Aula scolastica di liceo scientifico – Un professore di matematica ha improvvisamente abbandonato il programma ministeriale per dedicarsi al calcolo dell’area del disagio presente in classe, sostenendo che “ormai i numeri tradizionali non bastano più”.
Secondo gli studenti, tutto è iniziato quando qualcuno ha chiesto: “Ma questa a cosa serve nella vita?”
La formula che nessuno voleva
Il docente avrebbe cancellato la lavagna e scritto una nuova equazione, spiegando che il disagio può essere misurato come una superficie variabile delimitata da:
- silenzi imbarazzati
- interrogazioni a sorpresa
- compiti non corretti “per mancanza di tempo”
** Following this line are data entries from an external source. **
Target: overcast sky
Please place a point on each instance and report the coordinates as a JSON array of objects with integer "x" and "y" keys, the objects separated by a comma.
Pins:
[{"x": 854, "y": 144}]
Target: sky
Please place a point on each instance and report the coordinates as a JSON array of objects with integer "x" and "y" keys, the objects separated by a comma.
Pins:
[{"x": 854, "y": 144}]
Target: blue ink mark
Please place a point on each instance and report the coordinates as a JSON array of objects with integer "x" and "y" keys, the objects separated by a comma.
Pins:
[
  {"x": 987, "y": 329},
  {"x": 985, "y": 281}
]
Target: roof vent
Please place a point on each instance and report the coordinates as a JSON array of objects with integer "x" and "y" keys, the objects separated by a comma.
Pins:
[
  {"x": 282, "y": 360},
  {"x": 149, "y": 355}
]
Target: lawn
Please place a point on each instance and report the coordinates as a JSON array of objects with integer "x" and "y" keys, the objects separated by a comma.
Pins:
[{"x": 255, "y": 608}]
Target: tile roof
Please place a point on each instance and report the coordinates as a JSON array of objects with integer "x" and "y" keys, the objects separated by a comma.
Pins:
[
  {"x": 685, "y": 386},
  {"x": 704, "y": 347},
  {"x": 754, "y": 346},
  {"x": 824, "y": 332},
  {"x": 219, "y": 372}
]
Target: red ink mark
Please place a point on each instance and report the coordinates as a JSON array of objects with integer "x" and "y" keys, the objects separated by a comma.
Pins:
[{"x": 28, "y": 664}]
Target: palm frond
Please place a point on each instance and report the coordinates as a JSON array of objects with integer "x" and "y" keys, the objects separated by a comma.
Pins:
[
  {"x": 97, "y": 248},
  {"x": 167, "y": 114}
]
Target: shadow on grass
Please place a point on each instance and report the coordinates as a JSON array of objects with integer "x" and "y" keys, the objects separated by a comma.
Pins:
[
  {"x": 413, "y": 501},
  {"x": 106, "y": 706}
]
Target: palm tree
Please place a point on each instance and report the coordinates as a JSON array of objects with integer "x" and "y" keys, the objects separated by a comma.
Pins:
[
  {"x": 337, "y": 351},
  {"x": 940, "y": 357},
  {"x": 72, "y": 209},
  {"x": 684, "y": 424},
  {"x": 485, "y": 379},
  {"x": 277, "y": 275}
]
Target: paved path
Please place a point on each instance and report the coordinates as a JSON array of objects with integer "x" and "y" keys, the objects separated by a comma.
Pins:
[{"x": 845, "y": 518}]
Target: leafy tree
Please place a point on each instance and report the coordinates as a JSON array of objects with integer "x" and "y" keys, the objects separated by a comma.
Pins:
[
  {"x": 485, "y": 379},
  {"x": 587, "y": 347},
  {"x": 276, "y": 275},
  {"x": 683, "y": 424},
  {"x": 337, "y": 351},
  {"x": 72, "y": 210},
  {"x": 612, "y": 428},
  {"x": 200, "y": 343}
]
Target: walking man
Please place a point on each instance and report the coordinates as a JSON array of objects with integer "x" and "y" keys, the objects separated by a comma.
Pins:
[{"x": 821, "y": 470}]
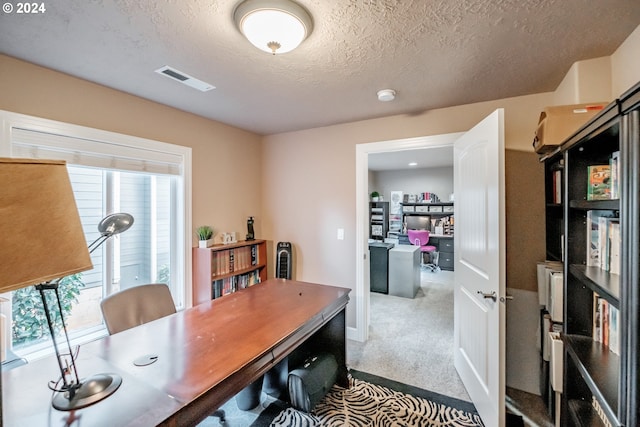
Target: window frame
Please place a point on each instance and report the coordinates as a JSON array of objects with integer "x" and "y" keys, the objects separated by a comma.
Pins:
[{"x": 114, "y": 141}]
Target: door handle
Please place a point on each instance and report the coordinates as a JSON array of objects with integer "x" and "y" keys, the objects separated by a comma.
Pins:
[{"x": 492, "y": 295}]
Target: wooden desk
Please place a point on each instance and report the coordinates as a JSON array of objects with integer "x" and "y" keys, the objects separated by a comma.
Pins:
[{"x": 206, "y": 355}]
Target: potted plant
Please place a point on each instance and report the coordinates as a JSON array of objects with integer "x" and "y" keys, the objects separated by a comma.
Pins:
[{"x": 205, "y": 233}]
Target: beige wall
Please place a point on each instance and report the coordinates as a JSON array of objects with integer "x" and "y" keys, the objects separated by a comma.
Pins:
[
  {"x": 309, "y": 180},
  {"x": 226, "y": 160},
  {"x": 625, "y": 64}
]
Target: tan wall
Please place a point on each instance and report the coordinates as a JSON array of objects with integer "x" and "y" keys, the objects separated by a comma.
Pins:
[
  {"x": 625, "y": 64},
  {"x": 226, "y": 160},
  {"x": 524, "y": 200},
  {"x": 309, "y": 181}
]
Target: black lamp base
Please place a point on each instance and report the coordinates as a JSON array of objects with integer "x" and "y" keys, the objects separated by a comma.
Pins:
[{"x": 90, "y": 391}]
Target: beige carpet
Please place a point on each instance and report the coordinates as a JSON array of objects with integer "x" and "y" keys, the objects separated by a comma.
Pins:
[{"x": 411, "y": 340}]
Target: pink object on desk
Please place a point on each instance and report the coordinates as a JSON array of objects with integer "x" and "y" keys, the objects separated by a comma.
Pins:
[{"x": 421, "y": 238}]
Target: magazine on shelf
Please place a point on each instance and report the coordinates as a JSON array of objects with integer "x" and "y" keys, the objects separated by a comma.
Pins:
[{"x": 599, "y": 182}]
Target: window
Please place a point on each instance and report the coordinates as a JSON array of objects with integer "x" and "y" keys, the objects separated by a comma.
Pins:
[{"x": 109, "y": 173}]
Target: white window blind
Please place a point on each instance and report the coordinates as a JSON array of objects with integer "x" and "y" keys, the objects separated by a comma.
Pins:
[{"x": 100, "y": 154}]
“Il perimetro lo conoscete già,” avrebbe detto. “È fatto di ansia.”
Gli studenti: “Finalmente qualcosa di concreto”
La classe ha seguito in silenzio mentre il professore dimostrava che l’area del disagio aumenta proporzionalmente al numero di verifiche settimanali e inversamente alla voglia di vivere.
“È la prima cosa che capisco davvero,” ha commentato uno studente. “Mi rappresenta.”
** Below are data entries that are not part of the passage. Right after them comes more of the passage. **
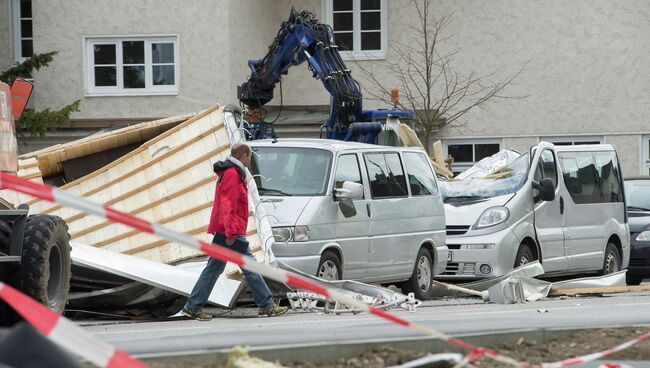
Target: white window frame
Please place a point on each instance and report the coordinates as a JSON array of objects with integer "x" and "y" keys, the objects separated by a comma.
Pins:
[
  {"x": 573, "y": 139},
  {"x": 462, "y": 166},
  {"x": 645, "y": 159},
  {"x": 359, "y": 54},
  {"x": 119, "y": 90},
  {"x": 17, "y": 31}
]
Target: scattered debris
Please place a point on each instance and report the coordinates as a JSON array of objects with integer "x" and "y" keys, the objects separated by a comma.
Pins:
[
  {"x": 239, "y": 358},
  {"x": 433, "y": 361},
  {"x": 177, "y": 279}
]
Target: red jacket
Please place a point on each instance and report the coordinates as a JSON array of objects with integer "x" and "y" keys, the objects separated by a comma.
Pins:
[{"x": 230, "y": 207}]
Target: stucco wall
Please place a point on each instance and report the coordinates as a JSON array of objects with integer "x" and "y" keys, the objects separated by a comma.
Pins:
[
  {"x": 203, "y": 42},
  {"x": 6, "y": 48},
  {"x": 585, "y": 62}
]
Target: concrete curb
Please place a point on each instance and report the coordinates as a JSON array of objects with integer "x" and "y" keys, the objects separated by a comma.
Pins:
[{"x": 319, "y": 353}]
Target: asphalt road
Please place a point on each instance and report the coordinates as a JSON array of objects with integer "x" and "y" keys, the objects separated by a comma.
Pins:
[{"x": 454, "y": 316}]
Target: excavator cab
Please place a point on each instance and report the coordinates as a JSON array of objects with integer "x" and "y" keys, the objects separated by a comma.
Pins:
[
  {"x": 13, "y": 101},
  {"x": 34, "y": 249}
]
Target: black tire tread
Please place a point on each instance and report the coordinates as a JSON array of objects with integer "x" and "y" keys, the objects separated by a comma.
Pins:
[
  {"x": 411, "y": 285},
  {"x": 41, "y": 232},
  {"x": 330, "y": 255},
  {"x": 524, "y": 248}
]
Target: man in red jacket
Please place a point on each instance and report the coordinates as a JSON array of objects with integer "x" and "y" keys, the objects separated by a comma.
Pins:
[{"x": 228, "y": 223}]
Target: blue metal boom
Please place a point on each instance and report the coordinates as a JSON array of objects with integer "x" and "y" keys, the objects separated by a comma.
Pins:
[{"x": 302, "y": 38}]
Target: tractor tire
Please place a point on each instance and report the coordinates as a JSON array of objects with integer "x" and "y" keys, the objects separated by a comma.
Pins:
[
  {"x": 420, "y": 282},
  {"x": 44, "y": 273}
]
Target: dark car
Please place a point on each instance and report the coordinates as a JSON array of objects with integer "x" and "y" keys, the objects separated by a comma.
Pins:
[{"x": 637, "y": 195}]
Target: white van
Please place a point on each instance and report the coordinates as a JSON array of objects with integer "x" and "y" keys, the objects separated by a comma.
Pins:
[
  {"x": 564, "y": 207},
  {"x": 345, "y": 210}
]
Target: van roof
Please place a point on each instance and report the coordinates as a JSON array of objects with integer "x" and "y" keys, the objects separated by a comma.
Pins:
[
  {"x": 328, "y": 144},
  {"x": 585, "y": 147}
]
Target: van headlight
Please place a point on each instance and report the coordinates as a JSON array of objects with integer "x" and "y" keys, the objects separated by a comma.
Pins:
[
  {"x": 492, "y": 216},
  {"x": 301, "y": 233},
  {"x": 643, "y": 236},
  {"x": 288, "y": 234}
]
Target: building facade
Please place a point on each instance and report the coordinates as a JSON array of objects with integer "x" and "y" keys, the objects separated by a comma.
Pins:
[{"x": 584, "y": 64}]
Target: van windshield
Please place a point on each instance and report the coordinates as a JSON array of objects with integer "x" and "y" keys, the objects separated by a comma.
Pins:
[
  {"x": 505, "y": 180},
  {"x": 290, "y": 171}
]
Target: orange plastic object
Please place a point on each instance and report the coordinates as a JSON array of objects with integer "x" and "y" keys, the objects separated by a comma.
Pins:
[
  {"x": 8, "y": 144},
  {"x": 394, "y": 95},
  {"x": 21, "y": 90}
]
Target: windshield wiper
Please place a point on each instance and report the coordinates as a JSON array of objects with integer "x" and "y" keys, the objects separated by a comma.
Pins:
[
  {"x": 273, "y": 191},
  {"x": 635, "y": 208},
  {"x": 462, "y": 199}
]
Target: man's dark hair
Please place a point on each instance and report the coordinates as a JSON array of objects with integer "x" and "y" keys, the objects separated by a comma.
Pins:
[{"x": 239, "y": 149}]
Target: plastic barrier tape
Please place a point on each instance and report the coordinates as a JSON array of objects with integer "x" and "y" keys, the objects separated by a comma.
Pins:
[
  {"x": 65, "y": 333},
  {"x": 8, "y": 181}
]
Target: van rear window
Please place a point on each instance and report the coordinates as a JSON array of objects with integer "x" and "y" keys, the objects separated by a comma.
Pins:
[
  {"x": 592, "y": 177},
  {"x": 386, "y": 175}
]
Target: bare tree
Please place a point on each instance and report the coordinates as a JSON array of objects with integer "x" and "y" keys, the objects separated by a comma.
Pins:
[{"x": 438, "y": 94}]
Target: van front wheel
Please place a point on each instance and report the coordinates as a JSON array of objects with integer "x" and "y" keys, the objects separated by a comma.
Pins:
[
  {"x": 524, "y": 255},
  {"x": 329, "y": 267},
  {"x": 420, "y": 281},
  {"x": 612, "y": 261}
]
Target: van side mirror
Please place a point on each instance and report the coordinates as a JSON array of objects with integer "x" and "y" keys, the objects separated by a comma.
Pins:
[
  {"x": 546, "y": 190},
  {"x": 21, "y": 90},
  {"x": 345, "y": 195},
  {"x": 349, "y": 190}
]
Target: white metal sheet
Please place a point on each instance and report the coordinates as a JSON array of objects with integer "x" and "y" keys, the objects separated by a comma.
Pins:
[{"x": 179, "y": 280}]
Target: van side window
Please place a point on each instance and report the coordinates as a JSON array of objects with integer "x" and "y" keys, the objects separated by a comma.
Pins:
[
  {"x": 421, "y": 179},
  {"x": 581, "y": 177},
  {"x": 610, "y": 177},
  {"x": 386, "y": 175},
  {"x": 347, "y": 169},
  {"x": 546, "y": 168}
]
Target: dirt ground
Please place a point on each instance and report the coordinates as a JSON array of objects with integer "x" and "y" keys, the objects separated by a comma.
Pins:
[{"x": 530, "y": 351}]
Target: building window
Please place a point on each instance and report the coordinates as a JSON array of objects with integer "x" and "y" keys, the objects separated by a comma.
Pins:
[
  {"x": 359, "y": 27},
  {"x": 467, "y": 153},
  {"x": 23, "y": 34},
  {"x": 132, "y": 66},
  {"x": 572, "y": 141},
  {"x": 646, "y": 155}
]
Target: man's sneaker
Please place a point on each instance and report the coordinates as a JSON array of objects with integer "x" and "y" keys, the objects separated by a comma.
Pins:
[
  {"x": 199, "y": 316},
  {"x": 275, "y": 310}
]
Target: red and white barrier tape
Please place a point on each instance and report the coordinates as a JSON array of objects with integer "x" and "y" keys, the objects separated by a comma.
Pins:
[
  {"x": 66, "y": 333},
  {"x": 8, "y": 181}
]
Alcuni hanno chiesto se il risultato fosse in metri quadrati o in giorni persi. La risposta è stata: “Sì.”
Intervento della dirigenza
Avvisata la presidenza, il professore ha difeso la sua scelta:
“Sto solo applicando la matematica alla realtà.”
La dirigenza ha chiesto di tornare al programma, ma il docente ha ribattuto che “il programma ormai è il disagio”.
Le lezioni proseguono regolarmente.
L’area continua ad aumentare.
Secondo le ultime stime, a fine anno potrebbe diventare volume.